In the castle/DEMON LADY!!!!


(Garfield and SpongeBob are walking up to the keep that's supposed to house Princess Pomni. It appears to look like a giant volcano.)

SpongeBob: (sniffs) Ohh! Garfield! Did you do that? Man, you gotta warn somebody before you just crack one off. My mouth was open and everything.

Garfield: Believe me, SpongeBob, if it was me, you'd be dead. (sniffs) It's brimstone. We must be getting close.

SpongeBob: Yeah, right, brimstone. Don't be talking about it's the brimstone. I know what I smell. It wasn't no brimstone. It didn't come off no stone neither.

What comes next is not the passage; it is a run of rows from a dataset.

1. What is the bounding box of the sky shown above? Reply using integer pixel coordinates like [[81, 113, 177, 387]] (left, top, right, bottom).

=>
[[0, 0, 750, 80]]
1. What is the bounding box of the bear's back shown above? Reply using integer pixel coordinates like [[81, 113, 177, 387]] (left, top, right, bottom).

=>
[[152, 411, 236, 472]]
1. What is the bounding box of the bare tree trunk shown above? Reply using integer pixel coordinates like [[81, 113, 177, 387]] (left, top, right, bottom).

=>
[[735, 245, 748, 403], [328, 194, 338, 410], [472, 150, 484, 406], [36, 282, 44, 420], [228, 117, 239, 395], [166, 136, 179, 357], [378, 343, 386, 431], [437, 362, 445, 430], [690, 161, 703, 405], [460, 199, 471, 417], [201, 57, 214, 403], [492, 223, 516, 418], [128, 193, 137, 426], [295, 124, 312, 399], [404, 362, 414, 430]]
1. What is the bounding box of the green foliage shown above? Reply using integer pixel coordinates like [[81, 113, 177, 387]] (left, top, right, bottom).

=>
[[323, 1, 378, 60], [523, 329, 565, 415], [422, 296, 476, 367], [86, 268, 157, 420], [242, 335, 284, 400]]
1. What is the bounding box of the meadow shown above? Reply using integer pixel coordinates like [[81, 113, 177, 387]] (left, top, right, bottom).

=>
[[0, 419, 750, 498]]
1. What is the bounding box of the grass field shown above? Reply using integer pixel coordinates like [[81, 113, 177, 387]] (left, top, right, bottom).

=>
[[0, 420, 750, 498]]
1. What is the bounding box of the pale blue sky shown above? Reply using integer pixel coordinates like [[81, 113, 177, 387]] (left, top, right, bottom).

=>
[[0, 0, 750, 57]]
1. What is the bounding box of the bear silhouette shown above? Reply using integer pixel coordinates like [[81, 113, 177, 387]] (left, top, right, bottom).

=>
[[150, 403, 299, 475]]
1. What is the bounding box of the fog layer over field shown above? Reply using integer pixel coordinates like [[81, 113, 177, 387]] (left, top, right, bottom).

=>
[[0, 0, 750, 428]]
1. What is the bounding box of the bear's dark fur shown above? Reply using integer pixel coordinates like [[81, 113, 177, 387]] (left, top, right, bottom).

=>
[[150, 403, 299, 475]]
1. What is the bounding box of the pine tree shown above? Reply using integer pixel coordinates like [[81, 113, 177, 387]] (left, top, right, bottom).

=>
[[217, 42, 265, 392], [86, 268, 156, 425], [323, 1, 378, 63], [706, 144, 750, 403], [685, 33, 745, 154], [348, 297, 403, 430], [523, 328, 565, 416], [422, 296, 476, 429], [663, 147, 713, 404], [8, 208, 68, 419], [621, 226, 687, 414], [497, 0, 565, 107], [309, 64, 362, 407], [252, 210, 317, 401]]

(They climb up the side of the volcano/keep and look down. There is a small piece of rock right in the center and that is where the castle is. It is surrounded by boiling lava. It looks very foreboding.)

Garfield: Sure, it's big enough, but look at the location. [Laughing]

SpongeBob: Uh, Garfield? Uh, remember when you said lasagna have dairy?

Garfield: Oh, aye.

SpongeBob: Well, I have a bit of a confession to make. Sponges don't have dairy. We wear our fear right out there on our sleeves.

Garfield: Wait a second. I thought you don't have any sleeves.

SpongeBob: You know what I mean.

Garfield: You can't tell me you're afraid of heights.

SpongeBob: No, I'm just a little uncomfortable about being on a rickety bridge over a boiling lake of lava!

Garfield: Come on, SpongeBob. I'm right here beside ya, okay? For emotional support, we'll just tackle this thing together one little baby step at a time.

SpongeBob: Really?

Garfield: Really, really.

SpongeBob: Okay, that makes me feel so much better.

Garfield: Just keep moving. And don't look down.

SpongeBob: Okay, don't look down. Don't look down. Don't look down. Keep on moving. Don't look down. (he steps through a rotting board and ends up looking straight down into the lava) [Gasps] Garfield! I'm lookin' down! AAH! Oh, dear, I can't do this! Just let me off right now, please!

Garfield: But you're already halfway.

SpongeBob: Yeah, but I know that half is safe!

Garfield: Okay, fine. I don't have time for this. You go back.

SpongeBob: Garfield, no! Wait!

Garfield: Just, SpongeBob-- Come on. Let's have a dance then, shall we? (bounces and sways the bridge)

SpongeBob: Don't do that!

Garfield: Oh, I'm sorry. Do what? Oh, this? (bounces the bridge again)

SpongeBob: Yes, that!

Garfield: Yes? Yes, do it? Okay. (continues to bounce and sway as he backs SpongeBob across the bridge)

SpongeBob: [Screams] No, Garfield! No! Stop it!

Garfield: You said do it! I'm doin' it.

SpongeBob: I'm gonna die. I'm gonna die. Garfield, I'm gonna die. (steps onto solid ground) Oh!

Garfield: That'll do, SpongeBob. That'll do. (walks towards the castle)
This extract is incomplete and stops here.